When I was a school chorister at the school I attended for sixth form, we got teased a lot for being geeky- none of the cool kids did choir in my year. Still, in Upper Sixth, the senior choristers got invited to black tie dinner for School Founders Day- it was a religious occasion. No one else did. There were 4 of us girls and we were so excited about the chance to dress up & be special for once with the few equally nerdy choir boys. It's not like we went to many parties. It was the one perk we'd looked forward to. Except our UVI year was some "anniversary year" and instead of an exclusive special dinner they did some mass attendee canape reception with the school patron the Duchess of Gloucester which the whole choir was required to attend. In cassocks. Still livid. Still hate the Duchess of Gloucester.
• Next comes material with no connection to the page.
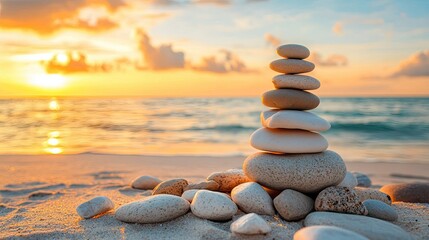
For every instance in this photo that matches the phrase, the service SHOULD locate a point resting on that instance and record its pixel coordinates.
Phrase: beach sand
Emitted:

Also my year 1 teacher was a cow. We had to go up to her to get our activity book marked. She was taking reading groups and I was shooed away each time I went near her. I was incredibly shy AND a goodie goodie. I couldn't assert myself at 5 and I was too scared of her temper to go on ahead. Ages later she saw I'd only done one page and went bananas anyway. Same horrid bitch used to complain I read too much, too and got through the levels too fast. My mum, for all her faults was utterly horrified when I revealed some of the stuff that happened in that class years later and believed me. She'd have believed me at the time, too but I was too ashamed to tell her - and she is still very upset about it.That teacher did me so much damage, I am still affected. Fuck you, Mrs Parker. I'm not sorry your marriage broke down, your longed for adoption got called off last minute because of your divorce, you broke your back and spent time in a wheel chair and then had a nervous break down you miserable, unhinged bitch. The damage you did has lasted a life time and you deserve to know how it feels.
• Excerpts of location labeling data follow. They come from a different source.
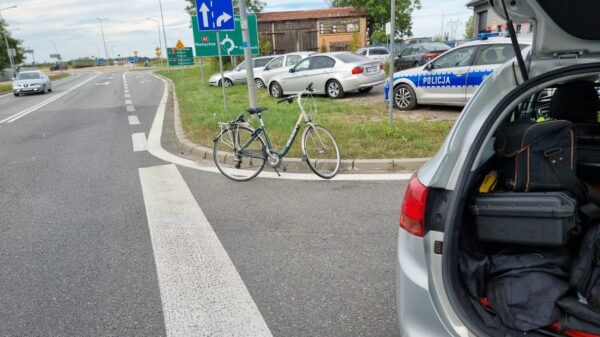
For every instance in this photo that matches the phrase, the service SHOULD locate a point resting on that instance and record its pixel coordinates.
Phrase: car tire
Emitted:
(334, 89)
(259, 83)
(404, 97)
(275, 90)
We also had a vile teacher in upper juniors who would take yr3-6 registration. We got registered all together before assembly with a teacher. Late comers came in during assembly and teachers kept an eye on it but didn't usually blame the kids. This teacher would get angry and lay into and interrogate 8/9 year olds about things beyond their control like traffic, family morning routines, complicated multi-school school runs etc. She'd never have dared do that to the parents. I remember even at 10 feeling disgusted. Same witch also played favourites. The mum of a non-favourite overheard the disparity in treatment once and managed to catch her out. It improved after that. 
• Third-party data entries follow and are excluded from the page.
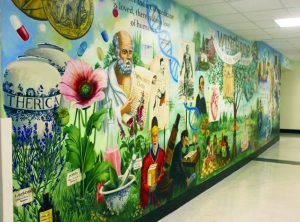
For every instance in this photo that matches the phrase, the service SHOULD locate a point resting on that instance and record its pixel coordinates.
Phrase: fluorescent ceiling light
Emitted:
(288, 22)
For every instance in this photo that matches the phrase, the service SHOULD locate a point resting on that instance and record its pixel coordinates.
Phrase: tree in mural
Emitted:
(215, 75)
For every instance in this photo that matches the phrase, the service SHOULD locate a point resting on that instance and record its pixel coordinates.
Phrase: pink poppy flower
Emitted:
(81, 84)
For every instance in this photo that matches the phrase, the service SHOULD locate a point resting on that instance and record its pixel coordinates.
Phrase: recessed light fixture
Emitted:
(288, 22)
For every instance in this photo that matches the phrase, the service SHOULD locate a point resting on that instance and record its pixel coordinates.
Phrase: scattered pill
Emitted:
(19, 27)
The same child in my year won every "treat" going. School were perfectly aware of Josie* always winning prizes for fun things like easter bonnets her mum made (no attempt to look like a kid did it or pick a proper winner) etc and she always got picked to hand out bouquets, help visiting dignitaries cut ribbons etc. Looking back they clearly picked a chocolate box pretty winner/model for the school mag but there was no attempt made to vary it and it was obvious. Very dispiriting and unfair for small children. Her mum always went on school trips, too- other people's parents would offer and never get to go, she always ensured she went and never stood aside to let anyone else have a turn, even when kids cried about it. This stopped when my mum told our yr 4 teacher of "some ill-feeling on the playground amongst both the girls AND their mothers".
A lighter one: Dad was born in 1934, grew up in Wimbledon. Child of the blitz. Aged about 5/6 so early on in the war, his elementary school requested sweet coupons to get the whole school sweets to keep them happy in the shelter in case of a day time air raid. They never had to take shelter, never got their sweets and he NEVER got any recompense for his sweet coupons! He is still bitter!!